Unlike this peculiar story of an unusual pet in Edinburgh, most pets are cats and dogs, and if one of your tenants asks permission to keep a pet on the property, do you know what your reaction will be?
It may initially seem like a risk to allow animals in your property, but permitting tenants to keep a pet can set you apart from other landlords, improve your relationship with your tenants, and even allow you to add a premium to the rental value you can achieve.
With almost half of all households in the UK owning a pet, by excluding pet-owning tenants, you could be missing out on a massive part of the rental market. Allowing pets can increase the demand for your property, and attract responsible tenants looking for a long-term let.
Once a tenant finds a tenancy that allows them to bring their furry friend, they are far more likely to stay.
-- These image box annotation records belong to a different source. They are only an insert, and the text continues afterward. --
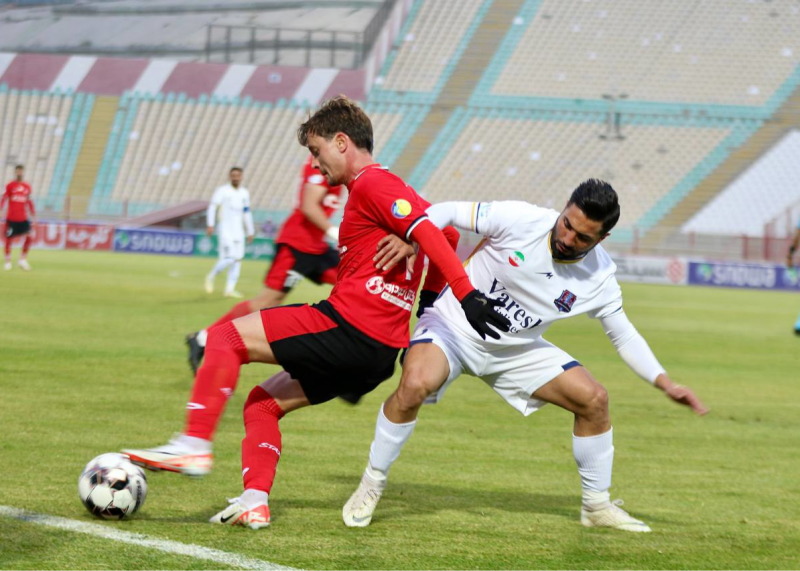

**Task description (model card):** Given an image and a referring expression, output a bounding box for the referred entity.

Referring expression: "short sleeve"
[589,274,622,319]
[473,200,548,238]
[359,172,427,238]
[303,163,328,187]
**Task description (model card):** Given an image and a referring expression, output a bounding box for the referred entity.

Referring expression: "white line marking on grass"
[0,506,297,571]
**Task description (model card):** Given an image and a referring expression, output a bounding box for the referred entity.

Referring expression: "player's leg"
[123,313,277,476]
[3,222,14,271]
[210,371,311,529]
[342,342,450,527]
[205,239,236,293]
[17,223,31,272]
[532,368,650,532]
[225,239,244,298]
[186,287,286,375]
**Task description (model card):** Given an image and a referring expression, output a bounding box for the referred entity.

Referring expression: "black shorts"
[261,300,400,404]
[264,244,339,293]
[6,220,31,238]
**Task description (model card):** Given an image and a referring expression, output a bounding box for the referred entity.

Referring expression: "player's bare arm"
[300,183,335,238]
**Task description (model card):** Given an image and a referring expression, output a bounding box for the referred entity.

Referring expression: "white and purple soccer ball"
[78,453,147,519]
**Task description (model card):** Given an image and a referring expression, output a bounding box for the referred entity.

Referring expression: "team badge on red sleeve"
[392,198,411,219]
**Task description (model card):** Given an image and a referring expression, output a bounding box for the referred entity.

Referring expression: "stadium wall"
[0,53,368,105]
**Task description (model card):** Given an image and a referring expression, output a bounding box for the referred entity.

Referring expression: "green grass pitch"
[0,251,800,569]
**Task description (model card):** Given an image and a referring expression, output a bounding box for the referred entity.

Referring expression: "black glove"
[461,289,511,339]
[417,289,439,318]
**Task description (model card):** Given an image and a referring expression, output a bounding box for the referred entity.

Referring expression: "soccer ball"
[78,453,147,519]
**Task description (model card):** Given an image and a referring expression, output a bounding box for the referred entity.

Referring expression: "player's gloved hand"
[461,289,511,339]
[417,289,439,317]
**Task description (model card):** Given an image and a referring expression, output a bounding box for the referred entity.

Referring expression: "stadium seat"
[411,109,753,228]
[484,0,800,109]
[92,94,418,215]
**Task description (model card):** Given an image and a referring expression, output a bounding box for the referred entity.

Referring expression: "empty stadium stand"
[90,95,426,216]
[476,0,800,110]
[0,85,94,213]
[411,109,757,233]
[375,0,491,101]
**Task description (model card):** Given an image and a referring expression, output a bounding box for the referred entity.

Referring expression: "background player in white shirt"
[206,167,255,297]
[786,222,800,335]
[342,180,707,532]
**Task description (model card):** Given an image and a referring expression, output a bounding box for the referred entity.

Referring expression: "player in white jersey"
[786,222,800,335]
[205,167,255,297]
[342,180,707,532]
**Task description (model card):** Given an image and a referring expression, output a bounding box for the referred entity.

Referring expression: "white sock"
[239,490,269,510]
[225,260,242,291]
[367,405,417,479]
[208,258,236,278]
[178,434,212,454]
[572,428,614,508]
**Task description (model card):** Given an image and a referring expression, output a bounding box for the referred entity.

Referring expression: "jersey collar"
[350,163,389,184]
[547,230,589,264]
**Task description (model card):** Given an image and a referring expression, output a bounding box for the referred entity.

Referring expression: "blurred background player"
[206,167,255,297]
[186,155,344,374]
[0,165,36,271]
[786,222,800,335]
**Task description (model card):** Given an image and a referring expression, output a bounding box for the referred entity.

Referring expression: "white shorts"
[218,236,244,260]
[411,311,581,416]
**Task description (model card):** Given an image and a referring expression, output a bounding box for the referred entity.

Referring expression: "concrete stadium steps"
[641,88,800,251]
[67,96,119,216]
[393,0,524,180]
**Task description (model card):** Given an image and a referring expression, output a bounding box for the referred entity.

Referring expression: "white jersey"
[426,201,622,351]
[206,184,254,241]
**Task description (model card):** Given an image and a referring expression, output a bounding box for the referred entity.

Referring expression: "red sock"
[242,386,283,493]
[208,301,253,330]
[183,323,250,440]
[22,232,31,260]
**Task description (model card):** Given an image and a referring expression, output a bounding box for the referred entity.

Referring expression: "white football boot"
[208,498,269,529]
[342,468,386,527]
[122,434,214,476]
[581,500,651,533]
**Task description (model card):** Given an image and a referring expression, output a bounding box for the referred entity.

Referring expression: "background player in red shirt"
[0,165,36,271]
[186,155,344,374]
[123,97,510,529]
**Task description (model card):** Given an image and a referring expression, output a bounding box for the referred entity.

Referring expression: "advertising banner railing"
[689,262,800,291]
[17,222,800,291]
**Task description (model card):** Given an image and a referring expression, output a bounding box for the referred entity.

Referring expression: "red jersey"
[328,165,430,348]
[0,180,35,222]
[275,157,343,254]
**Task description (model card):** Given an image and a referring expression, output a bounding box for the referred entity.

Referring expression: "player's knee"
[395,367,433,410]
[244,385,285,424]
[585,383,608,418]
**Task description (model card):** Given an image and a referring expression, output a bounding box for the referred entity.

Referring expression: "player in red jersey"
[0,165,36,271]
[123,97,510,529]
[186,155,344,374]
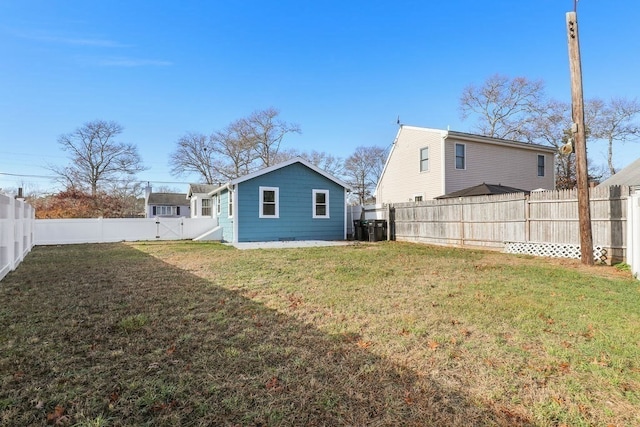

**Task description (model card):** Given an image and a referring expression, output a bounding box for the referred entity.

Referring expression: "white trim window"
[258,187,280,218]
[420,147,429,172]
[201,198,211,216]
[312,190,329,218]
[538,154,544,176]
[455,144,467,170]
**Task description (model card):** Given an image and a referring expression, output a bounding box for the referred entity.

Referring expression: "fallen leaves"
[356,340,371,348]
[265,377,282,391]
[47,405,71,426]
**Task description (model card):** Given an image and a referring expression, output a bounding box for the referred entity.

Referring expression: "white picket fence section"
[35,217,218,245]
[0,194,35,280]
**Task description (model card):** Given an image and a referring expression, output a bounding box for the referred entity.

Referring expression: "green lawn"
[0,242,640,426]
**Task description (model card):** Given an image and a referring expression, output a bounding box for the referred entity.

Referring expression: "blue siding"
[214,190,235,242]
[236,163,345,242]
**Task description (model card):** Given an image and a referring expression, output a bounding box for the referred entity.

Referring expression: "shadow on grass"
[0,244,532,426]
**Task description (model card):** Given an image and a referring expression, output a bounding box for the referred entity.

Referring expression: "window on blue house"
[313,190,329,218]
[258,187,280,218]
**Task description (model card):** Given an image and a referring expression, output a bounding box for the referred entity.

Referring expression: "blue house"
[209,157,350,243]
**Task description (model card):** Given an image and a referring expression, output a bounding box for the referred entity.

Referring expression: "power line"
[0,172,193,185]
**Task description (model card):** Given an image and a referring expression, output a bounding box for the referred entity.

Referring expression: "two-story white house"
[375,125,556,203]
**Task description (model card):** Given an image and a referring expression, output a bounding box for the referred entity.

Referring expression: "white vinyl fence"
[35,218,218,245]
[0,194,35,280]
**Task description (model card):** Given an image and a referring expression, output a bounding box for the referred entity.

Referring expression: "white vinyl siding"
[420,147,429,172]
[202,199,211,216]
[376,126,443,203]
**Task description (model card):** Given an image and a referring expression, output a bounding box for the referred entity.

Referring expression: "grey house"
[144,186,191,218]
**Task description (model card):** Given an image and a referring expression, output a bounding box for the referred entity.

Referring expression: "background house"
[144,185,191,218]
[375,125,555,203]
[209,158,348,243]
[187,184,217,218]
[598,158,640,187]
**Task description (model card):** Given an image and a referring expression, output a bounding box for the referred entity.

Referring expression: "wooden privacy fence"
[0,194,35,280]
[385,186,630,262]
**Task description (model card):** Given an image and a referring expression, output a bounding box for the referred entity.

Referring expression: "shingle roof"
[148,193,189,206]
[436,182,529,199]
[189,184,217,194]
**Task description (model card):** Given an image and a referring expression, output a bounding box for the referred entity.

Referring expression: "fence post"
[627,192,640,279]
[524,194,531,243]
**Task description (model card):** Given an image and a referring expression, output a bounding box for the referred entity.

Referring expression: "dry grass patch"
[0,242,640,426]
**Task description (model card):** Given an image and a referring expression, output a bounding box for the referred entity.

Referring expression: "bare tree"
[169,132,218,184]
[591,98,640,175]
[211,119,260,179]
[49,120,145,196]
[170,108,300,184]
[460,74,544,142]
[344,146,387,204]
[240,107,301,167]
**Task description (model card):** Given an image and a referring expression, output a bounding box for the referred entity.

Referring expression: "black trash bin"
[353,219,364,241]
[367,219,387,242]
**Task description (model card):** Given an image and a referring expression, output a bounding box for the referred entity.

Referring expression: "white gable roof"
[209,157,351,194]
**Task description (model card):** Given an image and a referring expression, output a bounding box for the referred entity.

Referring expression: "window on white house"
[153,206,180,216]
[420,147,429,172]
[538,154,544,176]
[258,187,280,218]
[456,144,467,169]
[313,190,329,218]
[202,199,211,216]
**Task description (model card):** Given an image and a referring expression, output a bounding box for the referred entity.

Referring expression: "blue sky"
[0,0,640,192]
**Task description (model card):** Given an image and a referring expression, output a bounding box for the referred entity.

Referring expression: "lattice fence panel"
[504,242,607,263]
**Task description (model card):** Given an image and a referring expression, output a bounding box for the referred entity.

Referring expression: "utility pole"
[567,8,593,265]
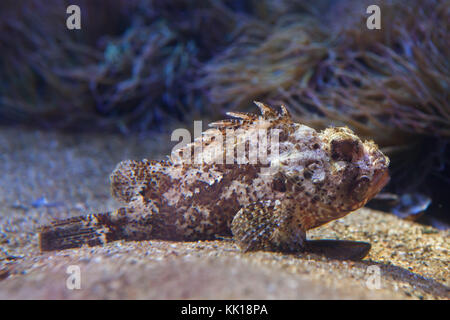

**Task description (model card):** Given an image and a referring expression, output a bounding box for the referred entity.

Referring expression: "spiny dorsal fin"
[253,101,277,119]
[208,119,244,129]
[209,101,292,129]
[226,111,258,121]
[280,104,292,121]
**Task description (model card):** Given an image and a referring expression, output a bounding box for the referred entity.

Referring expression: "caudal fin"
[39,213,123,251]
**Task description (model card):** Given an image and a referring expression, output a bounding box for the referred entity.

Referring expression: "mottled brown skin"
[41,103,389,260]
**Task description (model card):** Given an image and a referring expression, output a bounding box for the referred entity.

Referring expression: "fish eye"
[331,139,362,162]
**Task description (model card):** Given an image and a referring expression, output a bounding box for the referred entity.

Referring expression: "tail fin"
[39,213,124,251]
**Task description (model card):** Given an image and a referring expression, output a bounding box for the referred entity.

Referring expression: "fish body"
[40,102,389,255]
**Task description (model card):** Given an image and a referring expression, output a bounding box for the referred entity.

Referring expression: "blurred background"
[0,0,450,229]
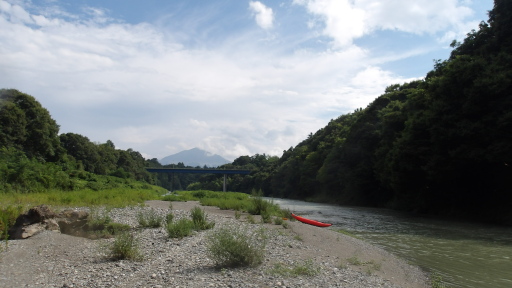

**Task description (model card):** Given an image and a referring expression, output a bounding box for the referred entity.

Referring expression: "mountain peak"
[160,147,230,167]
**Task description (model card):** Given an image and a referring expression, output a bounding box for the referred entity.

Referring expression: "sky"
[0,0,493,160]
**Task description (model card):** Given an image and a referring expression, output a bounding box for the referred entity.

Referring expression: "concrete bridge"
[146,168,251,192]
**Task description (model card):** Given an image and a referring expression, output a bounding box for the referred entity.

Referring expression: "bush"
[108,233,142,260]
[137,209,164,228]
[190,206,215,230]
[167,218,194,238]
[0,205,23,240]
[165,212,174,225]
[206,227,265,267]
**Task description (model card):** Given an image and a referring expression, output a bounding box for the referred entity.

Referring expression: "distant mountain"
[160,148,231,167]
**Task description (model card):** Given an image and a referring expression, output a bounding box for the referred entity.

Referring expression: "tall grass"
[0,186,164,208]
[163,190,291,218]
[206,227,266,267]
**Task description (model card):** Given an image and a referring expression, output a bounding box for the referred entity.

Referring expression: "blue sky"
[0,0,493,160]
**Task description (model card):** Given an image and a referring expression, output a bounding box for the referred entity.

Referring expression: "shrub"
[206,227,266,267]
[0,205,23,240]
[246,214,256,224]
[165,212,174,224]
[137,209,164,228]
[167,218,194,238]
[190,206,215,230]
[108,232,142,260]
[87,208,112,230]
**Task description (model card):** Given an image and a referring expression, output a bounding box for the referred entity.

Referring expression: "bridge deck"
[146,168,251,174]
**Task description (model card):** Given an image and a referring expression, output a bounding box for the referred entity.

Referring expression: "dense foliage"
[0,89,157,193]
[195,0,512,224]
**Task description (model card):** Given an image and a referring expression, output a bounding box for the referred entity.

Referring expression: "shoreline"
[0,200,430,288]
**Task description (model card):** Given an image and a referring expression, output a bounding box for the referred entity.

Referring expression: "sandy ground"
[0,201,431,288]
[146,201,430,288]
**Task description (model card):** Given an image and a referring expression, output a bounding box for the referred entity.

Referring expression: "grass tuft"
[190,206,215,230]
[206,227,266,267]
[107,232,142,261]
[137,209,164,228]
[166,218,194,239]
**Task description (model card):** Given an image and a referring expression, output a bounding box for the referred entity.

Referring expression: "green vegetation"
[106,232,142,261]
[166,207,215,238]
[83,207,131,239]
[430,273,448,288]
[206,227,266,267]
[268,259,320,277]
[166,218,194,239]
[190,206,215,230]
[137,209,162,228]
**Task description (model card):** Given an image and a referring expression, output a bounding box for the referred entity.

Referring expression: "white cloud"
[0,0,488,159]
[294,0,480,48]
[249,1,274,29]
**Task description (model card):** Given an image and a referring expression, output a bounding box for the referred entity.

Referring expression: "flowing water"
[268,198,512,288]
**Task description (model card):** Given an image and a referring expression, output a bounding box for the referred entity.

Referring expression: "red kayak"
[292,213,332,227]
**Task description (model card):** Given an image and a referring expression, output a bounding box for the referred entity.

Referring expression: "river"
[268,198,512,288]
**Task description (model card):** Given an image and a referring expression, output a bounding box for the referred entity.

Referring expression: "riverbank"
[0,201,429,288]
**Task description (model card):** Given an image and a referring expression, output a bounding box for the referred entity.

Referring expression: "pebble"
[0,206,416,288]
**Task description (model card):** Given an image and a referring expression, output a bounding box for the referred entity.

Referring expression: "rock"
[9,205,89,239]
[56,209,89,236]
[9,205,55,239]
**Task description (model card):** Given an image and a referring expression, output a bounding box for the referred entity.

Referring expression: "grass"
[268,259,320,277]
[84,208,131,239]
[162,190,291,219]
[0,185,165,209]
[166,207,215,238]
[430,273,449,288]
[190,206,215,230]
[206,227,266,267]
[137,209,164,228]
[166,218,194,239]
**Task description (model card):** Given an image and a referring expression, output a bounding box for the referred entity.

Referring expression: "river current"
[267,198,512,288]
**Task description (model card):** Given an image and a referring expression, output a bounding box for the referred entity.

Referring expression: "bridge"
[146,168,251,192]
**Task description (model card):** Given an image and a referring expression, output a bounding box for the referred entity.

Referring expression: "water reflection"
[272,198,512,288]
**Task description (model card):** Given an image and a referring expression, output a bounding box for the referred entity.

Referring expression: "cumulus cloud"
[249,1,274,29]
[0,0,488,159]
[294,0,473,48]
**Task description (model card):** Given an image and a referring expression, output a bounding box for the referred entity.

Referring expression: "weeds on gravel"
[137,209,164,228]
[165,212,174,224]
[430,273,449,288]
[246,214,256,224]
[206,227,266,267]
[107,232,142,261]
[86,208,131,239]
[0,205,23,243]
[268,259,320,277]
[166,218,194,239]
[190,206,215,230]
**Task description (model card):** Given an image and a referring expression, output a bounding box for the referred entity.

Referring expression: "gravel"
[0,203,429,288]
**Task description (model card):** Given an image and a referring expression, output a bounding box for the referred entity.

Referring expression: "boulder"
[9,205,89,239]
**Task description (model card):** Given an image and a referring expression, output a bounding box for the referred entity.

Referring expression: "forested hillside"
[0,89,158,193]
[195,0,512,224]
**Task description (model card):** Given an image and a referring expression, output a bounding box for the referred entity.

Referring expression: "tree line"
[192,0,512,224]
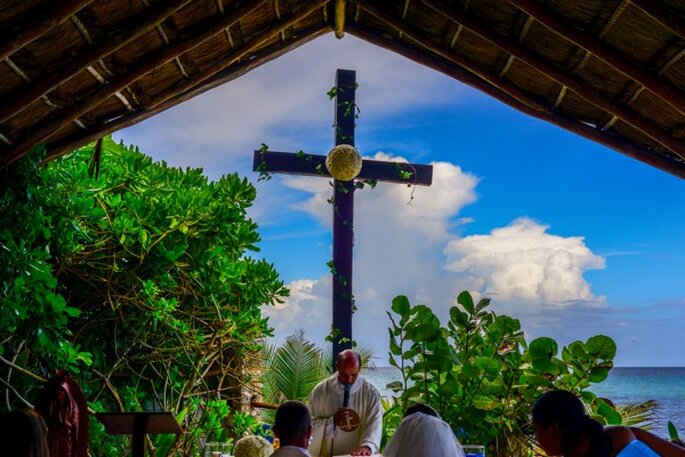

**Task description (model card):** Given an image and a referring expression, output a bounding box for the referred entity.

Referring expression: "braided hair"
[533,390,614,457]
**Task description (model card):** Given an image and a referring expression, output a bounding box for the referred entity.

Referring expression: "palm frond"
[262,332,326,403]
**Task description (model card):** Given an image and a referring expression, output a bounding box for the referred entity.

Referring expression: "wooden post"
[331,70,356,370]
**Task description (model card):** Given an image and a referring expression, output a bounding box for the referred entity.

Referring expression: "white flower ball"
[233,435,274,457]
[326,144,362,181]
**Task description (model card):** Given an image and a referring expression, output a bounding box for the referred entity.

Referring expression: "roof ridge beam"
[0,0,192,122]
[0,0,94,60]
[348,24,685,179]
[356,2,547,111]
[420,0,685,158]
[509,0,685,114]
[0,0,329,168]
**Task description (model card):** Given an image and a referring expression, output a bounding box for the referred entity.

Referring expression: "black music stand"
[95,411,183,457]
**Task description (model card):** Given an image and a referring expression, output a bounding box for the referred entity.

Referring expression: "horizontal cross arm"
[252,151,331,177]
[252,151,433,186]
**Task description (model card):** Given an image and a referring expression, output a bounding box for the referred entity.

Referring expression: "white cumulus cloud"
[445,218,605,306]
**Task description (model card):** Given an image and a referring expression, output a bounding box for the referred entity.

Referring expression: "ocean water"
[364,367,685,439]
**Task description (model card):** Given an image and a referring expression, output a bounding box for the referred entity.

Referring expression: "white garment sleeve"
[359,389,383,454]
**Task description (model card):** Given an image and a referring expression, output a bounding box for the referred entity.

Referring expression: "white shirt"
[308,373,383,457]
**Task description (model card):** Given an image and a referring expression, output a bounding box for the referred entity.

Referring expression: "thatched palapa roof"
[0,0,685,177]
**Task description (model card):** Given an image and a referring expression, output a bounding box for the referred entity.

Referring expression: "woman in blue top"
[533,390,685,457]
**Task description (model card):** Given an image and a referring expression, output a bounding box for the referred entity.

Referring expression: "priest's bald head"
[335,349,362,384]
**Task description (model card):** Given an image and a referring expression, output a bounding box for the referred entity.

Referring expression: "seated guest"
[533,390,685,457]
[273,401,312,457]
[0,409,49,457]
[383,403,464,457]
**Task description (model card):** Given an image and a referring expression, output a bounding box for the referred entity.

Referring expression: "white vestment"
[308,373,383,457]
[383,413,464,457]
[271,446,311,457]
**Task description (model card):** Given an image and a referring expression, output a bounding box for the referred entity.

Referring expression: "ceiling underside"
[0,0,685,178]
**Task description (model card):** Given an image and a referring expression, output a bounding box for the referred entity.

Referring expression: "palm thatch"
[0,0,685,177]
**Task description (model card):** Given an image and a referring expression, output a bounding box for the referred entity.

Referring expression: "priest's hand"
[350,446,371,455]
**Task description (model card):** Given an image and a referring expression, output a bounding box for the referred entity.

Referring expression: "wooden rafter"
[422,0,685,158]
[45,24,330,162]
[2,2,270,164]
[149,0,329,113]
[509,0,685,114]
[0,0,191,122]
[0,0,93,60]
[348,25,685,179]
[2,0,328,166]
[358,3,547,111]
[630,0,685,40]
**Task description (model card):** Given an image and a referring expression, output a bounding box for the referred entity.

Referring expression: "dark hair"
[533,390,614,457]
[0,409,48,457]
[404,403,440,418]
[335,349,362,368]
[274,400,312,446]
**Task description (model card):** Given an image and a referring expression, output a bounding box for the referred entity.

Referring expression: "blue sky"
[115,35,685,366]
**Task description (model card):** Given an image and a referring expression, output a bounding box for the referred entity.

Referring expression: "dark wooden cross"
[253,70,433,369]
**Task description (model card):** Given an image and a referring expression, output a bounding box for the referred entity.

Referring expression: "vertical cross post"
[331,70,357,370]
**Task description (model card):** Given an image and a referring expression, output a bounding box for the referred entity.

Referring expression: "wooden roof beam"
[630,0,685,40]
[357,3,547,111]
[0,0,93,60]
[348,24,685,179]
[333,0,346,39]
[43,24,330,162]
[0,0,192,122]
[416,0,685,158]
[148,0,330,109]
[509,0,685,114]
[0,0,329,168]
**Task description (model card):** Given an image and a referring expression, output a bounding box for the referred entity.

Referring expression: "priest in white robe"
[309,350,383,457]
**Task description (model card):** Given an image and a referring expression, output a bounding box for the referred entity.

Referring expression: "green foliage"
[262,332,329,404]
[386,292,622,455]
[261,331,373,424]
[0,138,287,455]
[0,144,90,372]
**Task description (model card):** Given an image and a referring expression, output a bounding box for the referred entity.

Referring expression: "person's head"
[274,400,312,448]
[335,349,362,384]
[0,409,48,457]
[533,390,612,456]
[404,403,440,419]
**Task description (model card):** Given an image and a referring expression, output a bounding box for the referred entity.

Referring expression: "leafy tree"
[0,138,287,455]
[386,292,622,456]
[261,331,373,424]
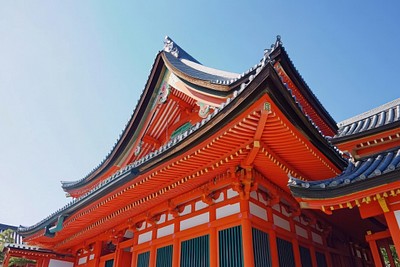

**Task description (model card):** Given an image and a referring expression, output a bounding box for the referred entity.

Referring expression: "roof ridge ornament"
[164,36,179,58]
[262,35,282,65]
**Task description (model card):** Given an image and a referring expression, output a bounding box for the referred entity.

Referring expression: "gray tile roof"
[334,98,400,138]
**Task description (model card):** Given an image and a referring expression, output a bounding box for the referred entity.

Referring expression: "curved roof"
[288,148,400,199]
[19,36,345,240]
[334,98,400,141]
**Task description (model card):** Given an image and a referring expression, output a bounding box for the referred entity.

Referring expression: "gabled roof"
[61,36,342,195]
[333,98,400,143]
[19,35,345,243]
[288,148,400,199]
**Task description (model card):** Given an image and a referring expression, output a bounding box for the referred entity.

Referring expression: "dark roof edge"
[271,45,338,133]
[331,121,400,144]
[61,52,165,192]
[289,169,400,199]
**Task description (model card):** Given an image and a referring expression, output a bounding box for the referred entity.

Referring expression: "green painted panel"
[156,245,173,267]
[218,226,243,267]
[299,246,312,267]
[180,235,210,267]
[253,228,271,267]
[276,238,295,267]
[104,260,114,267]
[315,252,327,267]
[137,251,150,267]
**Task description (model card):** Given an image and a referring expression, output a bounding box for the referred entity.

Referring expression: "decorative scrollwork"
[197,102,210,119]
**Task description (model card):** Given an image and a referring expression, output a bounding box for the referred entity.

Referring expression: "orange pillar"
[310,245,318,267]
[267,206,279,267]
[290,217,301,267]
[149,245,156,267]
[240,199,254,267]
[172,217,181,267]
[3,253,10,267]
[383,211,400,255]
[368,240,383,267]
[131,229,139,267]
[210,227,218,267]
[43,258,50,267]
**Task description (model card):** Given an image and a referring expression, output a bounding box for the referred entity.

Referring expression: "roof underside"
[20,54,345,247]
[289,148,400,199]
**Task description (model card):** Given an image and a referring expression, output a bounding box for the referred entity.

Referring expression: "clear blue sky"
[0,0,400,225]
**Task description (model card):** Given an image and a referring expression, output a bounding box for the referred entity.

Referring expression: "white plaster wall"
[295,225,308,238]
[226,188,239,199]
[49,259,74,267]
[273,214,290,232]
[179,205,192,216]
[216,203,240,219]
[194,200,208,210]
[138,231,153,244]
[311,232,323,245]
[250,202,268,221]
[78,256,87,265]
[157,224,174,238]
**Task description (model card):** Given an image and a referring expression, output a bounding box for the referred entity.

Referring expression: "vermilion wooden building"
[10,37,400,267]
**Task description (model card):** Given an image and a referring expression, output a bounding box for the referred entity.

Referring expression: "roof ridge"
[337,98,400,128]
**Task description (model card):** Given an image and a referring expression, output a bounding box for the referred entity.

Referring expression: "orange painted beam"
[384,211,400,255]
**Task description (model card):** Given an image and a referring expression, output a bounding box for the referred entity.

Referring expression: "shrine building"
[5,36,400,267]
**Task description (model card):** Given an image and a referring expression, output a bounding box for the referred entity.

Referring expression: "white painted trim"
[49,259,74,267]
[249,202,268,221]
[216,203,240,219]
[311,232,324,245]
[138,231,153,244]
[226,188,239,199]
[180,212,210,231]
[294,225,308,239]
[272,214,290,232]
[194,200,208,211]
[78,256,87,265]
[179,205,192,216]
[157,224,174,238]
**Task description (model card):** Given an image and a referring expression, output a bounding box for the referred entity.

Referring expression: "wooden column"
[290,216,302,267]
[310,247,318,267]
[43,258,50,267]
[368,240,383,267]
[267,206,279,267]
[208,206,218,267]
[131,229,139,267]
[172,218,181,267]
[240,199,254,267]
[3,253,10,267]
[383,211,400,255]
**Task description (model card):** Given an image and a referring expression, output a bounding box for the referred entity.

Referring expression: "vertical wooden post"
[310,245,318,267]
[240,199,254,267]
[43,258,50,267]
[3,253,10,267]
[93,240,103,266]
[172,219,181,267]
[368,240,383,267]
[267,206,279,267]
[383,211,400,255]
[149,245,156,267]
[131,230,139,267]
[290,216,301,267]
[208,206,218,267]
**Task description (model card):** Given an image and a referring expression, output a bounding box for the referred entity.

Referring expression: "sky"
[0,0,400,226]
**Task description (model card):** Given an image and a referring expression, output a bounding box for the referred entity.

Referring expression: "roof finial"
[164,36,179,58]
[274,35,282,48]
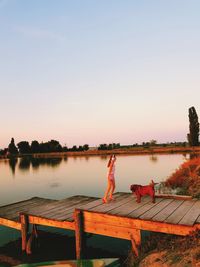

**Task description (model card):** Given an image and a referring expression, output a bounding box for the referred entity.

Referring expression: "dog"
[130,180,155,203]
While it is no longer possible to charge a ‘pet deposit’, most pet owners would be willing to increase their rent by a small amount to account for additional wear and tear, meaning more profit for you.
For the vast majority of pet owners, their four-legged friend is a much-loved member of the family, and they take ownership very seriously. Pets require commitment, a regular income, and a responsible nature – all desirable traits in a tenant.
You may need to check with your insurance provider to see if your policy includes accidental pet damage, as it is likely that it will not be included as standard.